Jan Vokes (Aussie Toni Collette) is a bartender in a South Wales town. As a young person, Jan raised whippets and pigeons. With their children grown and moved out, Jan and husband Brian (Owen Teale, “Game of Thrones”) live alone. Gap-toothed Brian, who has arthritis, sits in front of the TV when he isn’t snoring. They have an almost horse-sized hound and visit Jan’s aged parents weekly. Jan works in a market during the day, and a pub in the afternoon and evening. One day, Jan hears a local tax adviser named Howard Davis (Damian Lewis) talk with pride and feeling about a race horse he once owned (and which threatened to ruin his marriage), and she is inspired.
Renewing their sleepy and unfulfilling relationship, Jan and horse lover Brian buy a brood mare named Rewbell and keep her on an allotment. Rewbell is then bred to a stallion, and the foal dubbed Dream Alliance is born in 2001. Jan and a group of her friends and townsfolk form a syndicate to contribute 10 pounds a week each for the horse’s upkeep. Eventually, Jan gets well-known trainer Philip Hobbs (Nicholas Farrell) to take Dream Alliance on and keep the horse on his prestigious farm.

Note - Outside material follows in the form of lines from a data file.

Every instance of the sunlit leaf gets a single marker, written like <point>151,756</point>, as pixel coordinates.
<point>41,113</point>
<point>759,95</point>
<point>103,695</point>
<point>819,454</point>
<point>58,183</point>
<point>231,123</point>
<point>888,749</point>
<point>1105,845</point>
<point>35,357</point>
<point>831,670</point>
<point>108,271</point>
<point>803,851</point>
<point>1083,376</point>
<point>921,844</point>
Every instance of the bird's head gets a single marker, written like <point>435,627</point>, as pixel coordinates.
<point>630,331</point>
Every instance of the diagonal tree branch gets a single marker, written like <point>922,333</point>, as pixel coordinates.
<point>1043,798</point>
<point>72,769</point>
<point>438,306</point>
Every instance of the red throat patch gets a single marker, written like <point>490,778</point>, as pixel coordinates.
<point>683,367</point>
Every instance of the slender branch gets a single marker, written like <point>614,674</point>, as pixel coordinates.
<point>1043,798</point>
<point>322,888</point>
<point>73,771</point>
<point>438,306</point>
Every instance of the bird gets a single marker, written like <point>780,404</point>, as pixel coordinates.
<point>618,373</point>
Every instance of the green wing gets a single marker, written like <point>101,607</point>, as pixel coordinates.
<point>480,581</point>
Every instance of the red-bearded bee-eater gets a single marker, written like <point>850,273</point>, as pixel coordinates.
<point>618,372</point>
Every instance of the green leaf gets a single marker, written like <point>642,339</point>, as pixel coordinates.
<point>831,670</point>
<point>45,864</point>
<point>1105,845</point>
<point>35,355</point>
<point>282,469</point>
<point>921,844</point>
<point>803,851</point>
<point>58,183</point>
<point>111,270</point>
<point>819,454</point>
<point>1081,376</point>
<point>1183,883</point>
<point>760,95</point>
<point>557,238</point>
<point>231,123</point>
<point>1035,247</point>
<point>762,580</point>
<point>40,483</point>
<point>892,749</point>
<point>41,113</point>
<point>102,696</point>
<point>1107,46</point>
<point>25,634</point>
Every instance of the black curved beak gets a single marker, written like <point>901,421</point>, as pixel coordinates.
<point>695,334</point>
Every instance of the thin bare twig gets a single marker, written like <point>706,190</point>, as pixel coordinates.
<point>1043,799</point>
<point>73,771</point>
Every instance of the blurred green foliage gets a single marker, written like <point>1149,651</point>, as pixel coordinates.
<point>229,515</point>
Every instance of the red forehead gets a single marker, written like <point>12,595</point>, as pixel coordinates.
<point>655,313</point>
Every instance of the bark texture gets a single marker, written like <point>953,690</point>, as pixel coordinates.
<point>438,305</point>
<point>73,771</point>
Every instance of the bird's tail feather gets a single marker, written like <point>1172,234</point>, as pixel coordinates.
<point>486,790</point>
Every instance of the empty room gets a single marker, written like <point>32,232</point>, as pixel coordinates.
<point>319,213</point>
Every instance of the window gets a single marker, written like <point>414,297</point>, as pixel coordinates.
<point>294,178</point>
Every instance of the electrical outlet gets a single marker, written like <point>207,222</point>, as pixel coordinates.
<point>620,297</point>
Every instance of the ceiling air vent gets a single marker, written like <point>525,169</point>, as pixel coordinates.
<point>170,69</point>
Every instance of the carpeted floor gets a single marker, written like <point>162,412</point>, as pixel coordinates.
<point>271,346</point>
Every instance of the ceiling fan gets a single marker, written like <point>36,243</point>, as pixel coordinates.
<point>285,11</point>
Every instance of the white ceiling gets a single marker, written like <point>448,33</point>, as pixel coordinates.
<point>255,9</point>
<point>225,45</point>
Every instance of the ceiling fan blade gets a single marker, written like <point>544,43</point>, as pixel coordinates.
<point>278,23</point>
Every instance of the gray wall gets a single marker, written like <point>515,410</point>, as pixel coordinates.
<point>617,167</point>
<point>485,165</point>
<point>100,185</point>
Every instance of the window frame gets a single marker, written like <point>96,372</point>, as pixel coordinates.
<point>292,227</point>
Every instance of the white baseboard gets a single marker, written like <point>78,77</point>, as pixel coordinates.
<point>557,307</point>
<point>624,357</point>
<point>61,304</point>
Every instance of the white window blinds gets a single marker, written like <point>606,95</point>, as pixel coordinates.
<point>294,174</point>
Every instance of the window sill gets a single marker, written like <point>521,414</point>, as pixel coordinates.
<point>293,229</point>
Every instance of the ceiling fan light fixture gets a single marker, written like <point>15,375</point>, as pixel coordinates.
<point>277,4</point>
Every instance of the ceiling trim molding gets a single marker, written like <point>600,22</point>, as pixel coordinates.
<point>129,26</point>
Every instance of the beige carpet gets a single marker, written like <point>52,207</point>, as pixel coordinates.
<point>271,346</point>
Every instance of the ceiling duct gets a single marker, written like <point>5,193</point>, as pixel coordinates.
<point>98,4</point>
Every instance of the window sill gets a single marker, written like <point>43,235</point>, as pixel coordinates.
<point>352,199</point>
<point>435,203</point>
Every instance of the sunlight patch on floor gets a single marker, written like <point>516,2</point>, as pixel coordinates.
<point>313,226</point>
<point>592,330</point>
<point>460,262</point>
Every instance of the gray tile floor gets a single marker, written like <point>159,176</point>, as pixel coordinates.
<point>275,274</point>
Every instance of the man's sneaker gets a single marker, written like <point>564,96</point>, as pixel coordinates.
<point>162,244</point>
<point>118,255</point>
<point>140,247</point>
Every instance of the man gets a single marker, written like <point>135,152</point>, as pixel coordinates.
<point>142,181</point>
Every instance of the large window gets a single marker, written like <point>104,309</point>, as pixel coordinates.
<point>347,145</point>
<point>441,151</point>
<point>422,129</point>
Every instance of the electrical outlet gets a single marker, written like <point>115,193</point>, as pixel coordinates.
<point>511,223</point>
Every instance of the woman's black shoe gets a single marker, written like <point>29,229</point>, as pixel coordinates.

The undercurrents of the film are second chances and the glowing embers of Welsh nationalism. Jan gets Howard to be “racing manager,” although he keeps this secret from his wife (Joanna Page). Members of the syndicate travel to Dream Alliance’s races on a bus singing Welsh songs. They are a virtual who’s who of residents of the town. Elderly singleton Maureen (Welsh acting royalty Sian Phillips, ex-wife of the late Irishman Peter O’Toole) and local barfly Kerby (Welshman Karl Johnson) are standouts. Directed by Welsh film and TV director Euros Lyn (TV’s “Daredevil”) and written by Neil McKay, “Dream Horse” follows the usual arc of this type of film. Will you wish the film also had subtitles? Oh, God yes.
We learn from Jan’s father that she and Brian expected their first child (they had two) when she was only 17, suggesting plans long put aside. Dream Alliance comes in second at Perth. At one race, a member of the syndicate boasts of “taking a pee next to Sir Andrew Lloyd Webber.” Because they are owners, lowly members of the syndicate are suddenly rubbing elbows in the race VIP areas with lords, ladies and sheikhs, some of whom are shocked at Kerby’s oafish behavior and coarse language. Welsh mezzo-soprano Katherine Jenkins OBE sings the Welsh national anthem Hen Wlad Fy Nhadau, and the syndicate sings joyously along. The build-up leads Dream Alliance to the Welsh Grand National.
I could not tell you if Collette’s Welsh accent is good or not. But she remains a powerful screen presence, and when she urges Dream Alliance on with a muttered, “C’mon, my boy,” you will want to get up and run, too. “Dream Horse” was preceded by a 2015 documentary “Dark Horse: The Incredible True Story of Dream Alliance.” Are “Dream Horse” viewers ready for two singalong versions of Welshman Tom Jones’ hit “Delilah”? You’d better be, you yob.